[QUOTE=robert44444uk;573790]No one k was taken up as far as n=1e6, about 850k from memory was the highest. That k has more than 200 primes, and is the only known k with >200 primes.

Checking is quite slow for these k, because there is no really superfast sieve (although one could be constructed!), newpgen is not really geared from today's computers.

Also, because there are no small factors for any of the k*2^n+ or -1, a significantly greater number of n need a prp test. Hence a payam k series will remain, on average, more prime at any level of n compared to a random k because of this.[/QUOTE]

Unless I am mistaken it shouldn't be hard to modify mtsieve to efficiently sieve with large highly composite ks. Then you just have to deal with the generic multiply slowdown from gwnum.

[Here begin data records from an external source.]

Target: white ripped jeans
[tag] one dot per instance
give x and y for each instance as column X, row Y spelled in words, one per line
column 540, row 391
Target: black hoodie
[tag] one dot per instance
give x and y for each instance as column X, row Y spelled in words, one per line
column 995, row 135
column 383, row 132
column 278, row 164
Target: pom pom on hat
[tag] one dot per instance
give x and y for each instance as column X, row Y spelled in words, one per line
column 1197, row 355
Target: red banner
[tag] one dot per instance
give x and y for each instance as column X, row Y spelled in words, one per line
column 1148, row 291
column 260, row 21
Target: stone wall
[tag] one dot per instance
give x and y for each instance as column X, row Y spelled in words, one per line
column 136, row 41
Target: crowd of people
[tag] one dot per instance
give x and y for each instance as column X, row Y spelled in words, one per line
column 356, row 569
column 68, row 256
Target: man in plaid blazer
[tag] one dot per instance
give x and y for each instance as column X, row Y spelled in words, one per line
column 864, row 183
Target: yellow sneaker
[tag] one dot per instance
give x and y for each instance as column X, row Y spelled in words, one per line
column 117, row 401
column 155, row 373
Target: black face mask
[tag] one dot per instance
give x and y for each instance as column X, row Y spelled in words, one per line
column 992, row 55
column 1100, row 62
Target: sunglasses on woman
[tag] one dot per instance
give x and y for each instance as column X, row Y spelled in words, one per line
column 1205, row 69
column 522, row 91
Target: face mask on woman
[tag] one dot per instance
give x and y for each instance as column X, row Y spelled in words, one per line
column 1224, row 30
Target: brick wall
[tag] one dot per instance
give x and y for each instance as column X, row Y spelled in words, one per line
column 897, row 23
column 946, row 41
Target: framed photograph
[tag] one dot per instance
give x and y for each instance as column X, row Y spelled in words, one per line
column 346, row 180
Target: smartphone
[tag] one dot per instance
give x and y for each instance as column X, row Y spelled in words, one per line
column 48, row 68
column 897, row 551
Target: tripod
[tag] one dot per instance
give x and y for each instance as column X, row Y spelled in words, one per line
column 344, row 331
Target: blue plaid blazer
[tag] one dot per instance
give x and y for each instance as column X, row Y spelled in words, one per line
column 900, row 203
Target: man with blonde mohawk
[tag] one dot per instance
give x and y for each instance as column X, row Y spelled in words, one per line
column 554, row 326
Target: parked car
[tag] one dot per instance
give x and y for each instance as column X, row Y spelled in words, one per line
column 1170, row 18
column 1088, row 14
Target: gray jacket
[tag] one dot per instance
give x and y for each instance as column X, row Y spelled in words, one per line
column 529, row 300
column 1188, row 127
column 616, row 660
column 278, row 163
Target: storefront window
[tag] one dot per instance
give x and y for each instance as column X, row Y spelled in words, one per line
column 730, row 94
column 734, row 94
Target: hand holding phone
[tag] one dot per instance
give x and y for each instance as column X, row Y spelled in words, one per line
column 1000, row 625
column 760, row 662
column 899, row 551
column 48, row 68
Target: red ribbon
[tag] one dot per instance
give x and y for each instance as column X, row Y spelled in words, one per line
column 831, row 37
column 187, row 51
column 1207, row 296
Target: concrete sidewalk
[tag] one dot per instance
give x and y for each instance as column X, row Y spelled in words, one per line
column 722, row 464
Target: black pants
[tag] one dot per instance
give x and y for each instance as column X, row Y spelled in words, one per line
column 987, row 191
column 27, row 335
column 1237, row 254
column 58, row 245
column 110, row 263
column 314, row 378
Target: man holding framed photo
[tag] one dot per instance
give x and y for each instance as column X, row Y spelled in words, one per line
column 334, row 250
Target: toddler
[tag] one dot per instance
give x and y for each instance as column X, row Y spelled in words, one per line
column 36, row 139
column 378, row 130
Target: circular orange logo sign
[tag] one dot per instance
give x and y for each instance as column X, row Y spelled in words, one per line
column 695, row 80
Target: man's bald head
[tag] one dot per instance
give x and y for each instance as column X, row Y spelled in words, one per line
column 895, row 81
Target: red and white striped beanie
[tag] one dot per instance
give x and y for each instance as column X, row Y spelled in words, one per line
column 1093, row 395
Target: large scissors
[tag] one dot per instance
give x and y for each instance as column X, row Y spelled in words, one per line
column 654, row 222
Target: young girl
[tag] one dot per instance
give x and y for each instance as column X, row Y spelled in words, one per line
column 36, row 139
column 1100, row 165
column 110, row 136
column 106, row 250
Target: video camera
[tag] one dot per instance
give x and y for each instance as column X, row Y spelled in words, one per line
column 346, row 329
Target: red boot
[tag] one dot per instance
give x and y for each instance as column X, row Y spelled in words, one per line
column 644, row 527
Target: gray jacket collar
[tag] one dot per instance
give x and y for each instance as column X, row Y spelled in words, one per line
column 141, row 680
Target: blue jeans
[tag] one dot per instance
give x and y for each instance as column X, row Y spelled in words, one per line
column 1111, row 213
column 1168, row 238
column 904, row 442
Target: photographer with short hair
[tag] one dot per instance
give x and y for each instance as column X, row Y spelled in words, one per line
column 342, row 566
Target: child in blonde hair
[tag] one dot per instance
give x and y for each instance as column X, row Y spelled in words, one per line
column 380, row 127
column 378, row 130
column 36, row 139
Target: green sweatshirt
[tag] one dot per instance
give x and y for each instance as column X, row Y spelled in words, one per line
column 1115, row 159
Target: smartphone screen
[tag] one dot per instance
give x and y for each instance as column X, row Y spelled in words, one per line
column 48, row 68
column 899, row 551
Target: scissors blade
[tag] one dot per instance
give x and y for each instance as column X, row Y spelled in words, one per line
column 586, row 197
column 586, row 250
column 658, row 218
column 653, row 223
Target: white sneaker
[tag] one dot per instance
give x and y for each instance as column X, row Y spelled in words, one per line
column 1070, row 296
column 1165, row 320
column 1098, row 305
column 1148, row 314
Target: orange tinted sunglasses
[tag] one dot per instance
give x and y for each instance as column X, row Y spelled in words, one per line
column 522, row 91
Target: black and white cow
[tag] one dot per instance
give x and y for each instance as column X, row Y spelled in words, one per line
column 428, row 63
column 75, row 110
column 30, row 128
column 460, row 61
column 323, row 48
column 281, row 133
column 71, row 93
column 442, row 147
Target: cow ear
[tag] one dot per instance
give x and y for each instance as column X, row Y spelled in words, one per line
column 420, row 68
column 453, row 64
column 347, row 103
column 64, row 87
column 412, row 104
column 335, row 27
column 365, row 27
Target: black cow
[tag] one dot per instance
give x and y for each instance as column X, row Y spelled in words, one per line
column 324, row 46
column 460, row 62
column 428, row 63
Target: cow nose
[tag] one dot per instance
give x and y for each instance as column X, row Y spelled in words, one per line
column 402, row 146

[QUOTE=henryzz;573792]Unless I am mistaken it shouldn't be hard to modify mtsieve to efficiently sieve with large highly composite ks. Then you just have to deal with the generic multiply slowdown from gwnum.[/QUOTE]

I would have suggested that, but I don't know how this other program works. Note that mtsieve will send a unique set of primes to each Worker, it is not designed to send the same set of primes to multiple Workers.

[QUOTE=rogue;573793]I would have suggested that, but I don't know how this other program works. Note that mtsieve will send a unique set of primes to each Worker, it is not designed to send the same set of primes to multiple Workers.[/QUOTE]

I was more thinking for the testing phase once you have the good candidates. extending srsieve2 to support ks > 64 bits shouldn't be that hard.